With the increased supplies, coffee exports are forecast to recover. World coffee exports over the next 12 months are forecast at 92.8 million bags, up 7.2 million bags from the previous season.
Most of the increase is attributed to the increase in coffee crops in Brazil, Vietnam and Peru, according to a report produced by the US Department of Agriculture.
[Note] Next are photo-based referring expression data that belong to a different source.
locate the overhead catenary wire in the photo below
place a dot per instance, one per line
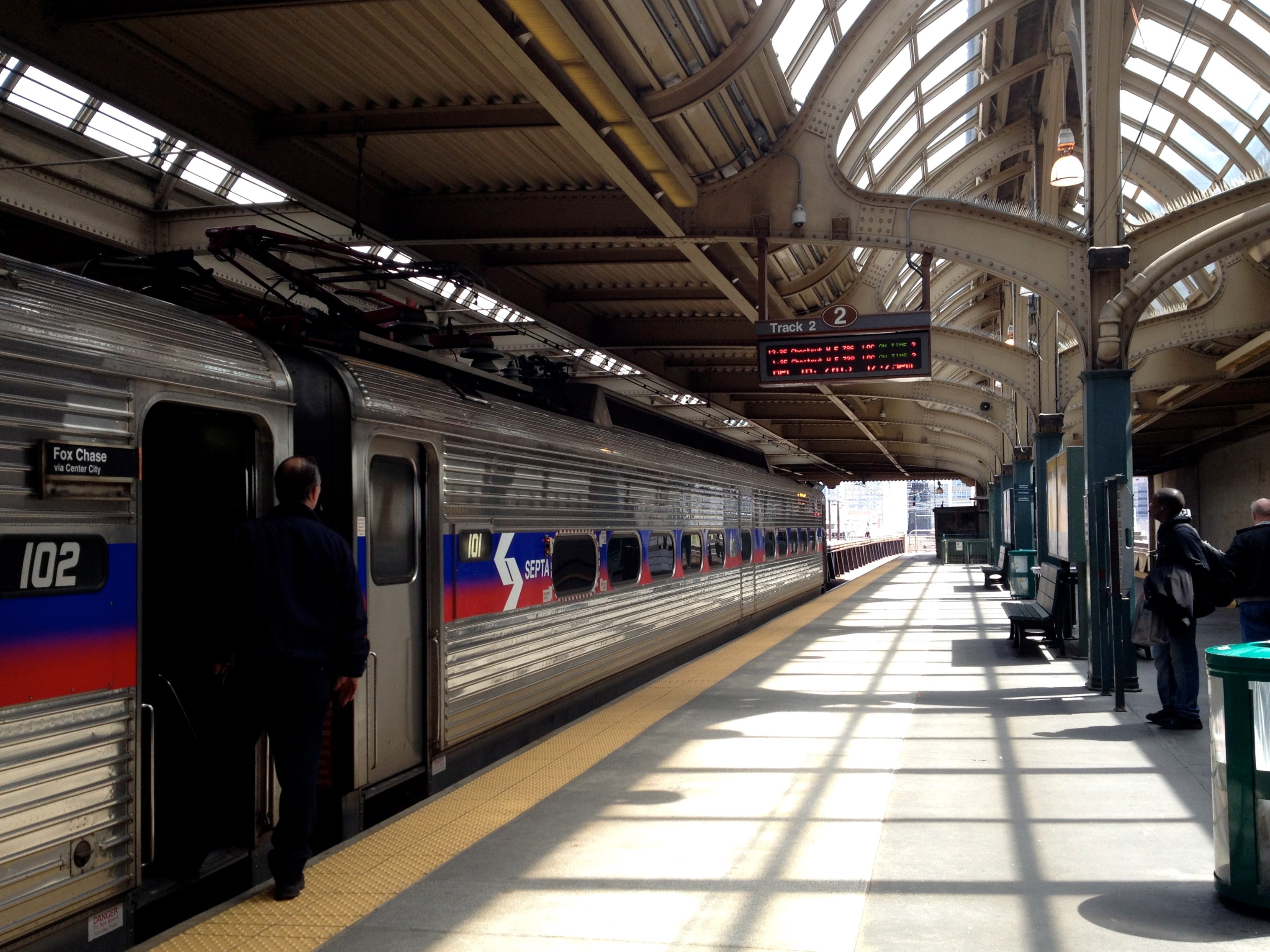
(1155, 98)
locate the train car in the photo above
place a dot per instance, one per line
(516, 564)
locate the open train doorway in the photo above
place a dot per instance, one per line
(396, 608)
(202, 808)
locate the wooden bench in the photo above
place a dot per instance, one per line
(995, 572)
(1043, 615)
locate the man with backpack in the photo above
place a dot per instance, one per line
(1249, 559)
(1180, 577)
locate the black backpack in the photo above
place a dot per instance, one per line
(1215, 588)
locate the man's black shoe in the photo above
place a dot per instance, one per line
(290, 891)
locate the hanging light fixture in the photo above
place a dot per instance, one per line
(1067, 169)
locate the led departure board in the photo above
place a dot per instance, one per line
(844, 357)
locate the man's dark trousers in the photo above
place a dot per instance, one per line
(289, 702)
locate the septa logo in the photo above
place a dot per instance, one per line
(509, 570)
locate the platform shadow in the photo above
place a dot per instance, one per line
(994, 653)
(1172, 912)
(1100, 731)
(648, 796)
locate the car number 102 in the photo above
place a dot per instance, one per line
(42, 565)
(31, 565)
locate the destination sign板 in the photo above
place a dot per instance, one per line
(840, 344)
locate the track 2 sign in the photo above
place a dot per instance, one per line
(840, 315)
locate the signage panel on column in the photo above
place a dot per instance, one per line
(840, 346)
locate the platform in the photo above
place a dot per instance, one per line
(873, 771)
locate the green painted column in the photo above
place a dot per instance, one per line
(1108, 452)
(1025, 499)
(1048, 442)
(995, 517)
(1008, 485)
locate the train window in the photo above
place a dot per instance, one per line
(624, 559)
(52, 565)
(394, 523)
(661, 555)
(574, 564)
(690, 551)
(717, 549)
(476, 546)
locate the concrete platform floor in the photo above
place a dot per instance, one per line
(887, 777)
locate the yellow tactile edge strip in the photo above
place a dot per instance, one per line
(362, 876)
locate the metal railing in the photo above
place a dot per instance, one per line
(848, 557)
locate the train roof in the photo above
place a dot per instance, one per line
(62, 318)
(391, 395)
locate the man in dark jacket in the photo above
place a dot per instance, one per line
(1178, 544)
(1249, 558)
(300, 636)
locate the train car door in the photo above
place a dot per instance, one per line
(198, 484)
(396, 605)
(747, 574)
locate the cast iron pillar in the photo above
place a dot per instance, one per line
(1025, 499)
(1048, 441)
(995, 517)
(1108, 454)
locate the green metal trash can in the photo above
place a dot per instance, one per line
(1019, 569)
(1239, 720)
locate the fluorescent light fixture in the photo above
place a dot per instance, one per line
(1067, 169)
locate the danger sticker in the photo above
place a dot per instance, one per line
(106, 921)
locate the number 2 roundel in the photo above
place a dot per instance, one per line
(840, 315)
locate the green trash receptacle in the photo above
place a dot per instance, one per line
(1019, 569)
(1239, 721)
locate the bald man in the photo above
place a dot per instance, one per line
(301, 643)
(1178, 545)
(1249, 558)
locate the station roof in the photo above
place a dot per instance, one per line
(559, 151)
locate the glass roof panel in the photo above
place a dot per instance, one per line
(930, 37)
(800, 20)
(1252, 28)
(1197, 178)
(884, 82)
(811, 70)
(123, 132)
(1199, 146)
(1164, 41)
(900, 140)
(206, 172)
(1217, 112)
(49, 97)
(1237, 87)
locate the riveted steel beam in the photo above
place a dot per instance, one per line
(408, 120)
(1161, 235)
(82, 10)
(649, 294)
(501, 45)
(1237, 309)
(719, 72)
(582, 254)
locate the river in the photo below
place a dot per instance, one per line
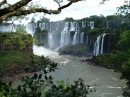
(108, 82)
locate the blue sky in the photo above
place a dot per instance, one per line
(80, 9)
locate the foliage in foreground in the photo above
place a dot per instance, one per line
(41, 84)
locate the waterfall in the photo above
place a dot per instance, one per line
(7, 27)
(75, 38)
(92, 24)
(102, 42)
(99, 44)
(107, 25)
(50, 40)
(72, 26)
(65, 35)
(83, 24)
(82, 37)
(87, 40)
(109, 44)
(31, 27)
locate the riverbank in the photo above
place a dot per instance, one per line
(76, 50)
(14, 64)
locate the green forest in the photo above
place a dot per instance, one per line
(17, 60)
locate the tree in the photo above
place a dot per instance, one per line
(18, 8)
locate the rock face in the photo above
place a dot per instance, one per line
(76, 50)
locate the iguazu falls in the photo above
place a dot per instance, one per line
(50, 53)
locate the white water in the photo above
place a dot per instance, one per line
(102, 42)
(99, 43)
(92, 24)
(97, 46)
(82, 37)
(75, 38)
(65, 35)
(50, 40)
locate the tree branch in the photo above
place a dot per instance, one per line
(14, 7)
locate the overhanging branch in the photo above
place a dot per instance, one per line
(14, 7)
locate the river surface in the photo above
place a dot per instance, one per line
(108, 83)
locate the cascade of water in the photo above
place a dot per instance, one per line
(96, 50)
(92, 24)
(109, 44)
(103, 35)
(83, 24)
(50, 40)
(75, 38)
(82, 37)
(7, 28)
(76, 26)
(31, 28)
(72, 26)
(87, 40)
(65, 35)
(107, 25)
(42, 26)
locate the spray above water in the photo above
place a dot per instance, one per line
(40, 50)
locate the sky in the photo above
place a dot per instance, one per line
(80, 9)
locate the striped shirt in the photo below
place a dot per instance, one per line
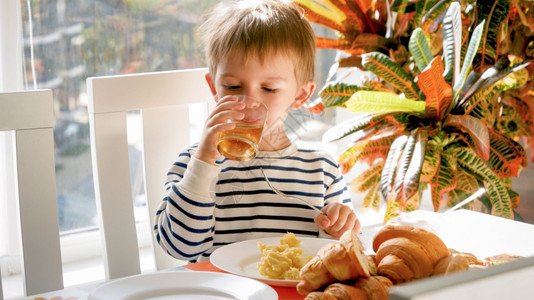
(208, 206)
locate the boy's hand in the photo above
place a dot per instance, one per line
(227, 108)
(338, 219)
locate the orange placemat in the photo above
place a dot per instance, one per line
(284, 293)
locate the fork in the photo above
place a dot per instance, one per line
(286, 196)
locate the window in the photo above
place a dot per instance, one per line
(66, 41)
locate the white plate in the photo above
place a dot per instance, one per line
(241, 258)
(183, 285)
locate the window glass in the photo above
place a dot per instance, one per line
(66, 41)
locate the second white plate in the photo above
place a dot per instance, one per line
(241, 258)
(183, 285)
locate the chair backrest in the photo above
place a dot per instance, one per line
(163, 99)
(30, 115)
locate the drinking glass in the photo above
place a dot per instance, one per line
(242, 142)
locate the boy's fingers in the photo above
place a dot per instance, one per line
(322, 221)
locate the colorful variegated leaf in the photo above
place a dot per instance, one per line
(403, 164)
(382, 66)
(382, 102)
(507, 157)
(338, 93)
(368, 178)
(430, 166)
(413, 203)
(413, 174)
(498, 194)
(467, 182)
(428, 13)
(514, 198)
(390, 165)
(475, 128)
(452, 42)
(444, 181)
(370, 149)
(363, 124)
(437, 91)
(420, 49)
(393, 209)
(494, 13)
(468, 59)
(371, 200)
(319, 14)
(339, 44)
(515, 76)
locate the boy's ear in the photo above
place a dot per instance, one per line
(304, 94)
(211, 83)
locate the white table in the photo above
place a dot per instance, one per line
(463, 230)
(467, 231)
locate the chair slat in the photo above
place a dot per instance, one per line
(163, 99)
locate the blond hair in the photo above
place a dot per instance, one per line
(259, 27)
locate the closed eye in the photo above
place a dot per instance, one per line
(269, 90)
(232, 87)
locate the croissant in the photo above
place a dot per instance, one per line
(314, 274)
(406, 253)
(450, 264)
(433, 245)
(416, 263)
(336, 261)
(316, 296)
(374, 287)
(345, 260)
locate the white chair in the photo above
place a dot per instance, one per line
(30, 116)
(163, 99)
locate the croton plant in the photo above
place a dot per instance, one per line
(449, 100)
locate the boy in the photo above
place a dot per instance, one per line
(264, 49)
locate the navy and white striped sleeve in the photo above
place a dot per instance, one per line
(184, 224)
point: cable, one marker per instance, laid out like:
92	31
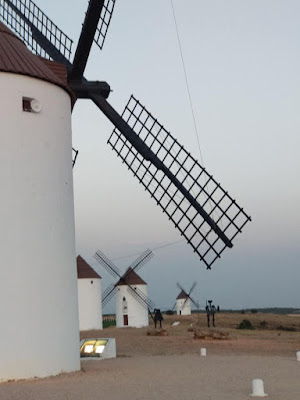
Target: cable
154	248
187	82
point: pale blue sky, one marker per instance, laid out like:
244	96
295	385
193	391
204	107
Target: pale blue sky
243	61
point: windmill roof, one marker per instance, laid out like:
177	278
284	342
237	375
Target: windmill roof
131	278
182	295
84	270
16	58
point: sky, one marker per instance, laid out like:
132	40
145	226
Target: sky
242	61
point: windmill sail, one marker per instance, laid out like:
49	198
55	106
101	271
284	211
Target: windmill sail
104	22
29	22
193	200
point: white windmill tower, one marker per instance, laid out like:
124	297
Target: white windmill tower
37	212
89	296
132	303
38	286
183	301
129	310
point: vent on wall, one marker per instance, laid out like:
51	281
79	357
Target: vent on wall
31	105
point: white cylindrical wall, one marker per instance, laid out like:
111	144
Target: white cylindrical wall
39	333
90	306
183	307
137	313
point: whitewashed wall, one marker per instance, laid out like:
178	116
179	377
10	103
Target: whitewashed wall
39	333
137	313
89	302
183	306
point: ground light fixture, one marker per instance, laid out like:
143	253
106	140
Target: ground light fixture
92	347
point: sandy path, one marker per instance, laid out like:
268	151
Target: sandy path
166	377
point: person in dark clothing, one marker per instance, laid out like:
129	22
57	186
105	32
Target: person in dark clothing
157	317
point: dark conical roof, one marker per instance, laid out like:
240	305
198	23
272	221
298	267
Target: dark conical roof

Brazil's production of coffee during the July 2006 to June 2007 marketing season is forecast at 44.8 million bags, up nearly 25 per cent over the previous year.
Since Brazil is the largest coffee producer, swings in Brazil's supplies of coffee account for a large portion of the change in the world total supplies of coffee.
Total coffee supplies in the current season are forecast at 146.9 million bags, up nearly seven per cent from the 2005/06 level.
Falls in production are forecast to occur in Ethiopia, and Honduras.
Countries are carefully controlling the supply of coffee they bring on to the world markets due to the lessons learned from the over supply that contributed to the sharp drop in world prices over the last decade, the report noted.
According to the US National Coffee Association's survey, consumers who drank coffee every day jumped to 56 per cent this year from 53 per cent in 2005 and 49 per cent in 2004. About 82 per cent of all US adults drink coffee, up from 80 per cent in 2005. Most of the increase in daily consumption was driven by consumers between 25 to 39 years of age.
Daily consumption among this group jumped to 47 per cent in 2006 from 41 per cent in 2005. Second to the 25-39 year olds was consumption among those 18-24 years of age. Daily consumption among this group soared to 31 per cent from 26 per cent in 2005 and from only 16 per cent in 2003.
US coffee stocks at the end of April 2006 totalled 5.2 million bags, down 76,002 bags from the 31 March 2006 level, the report stated.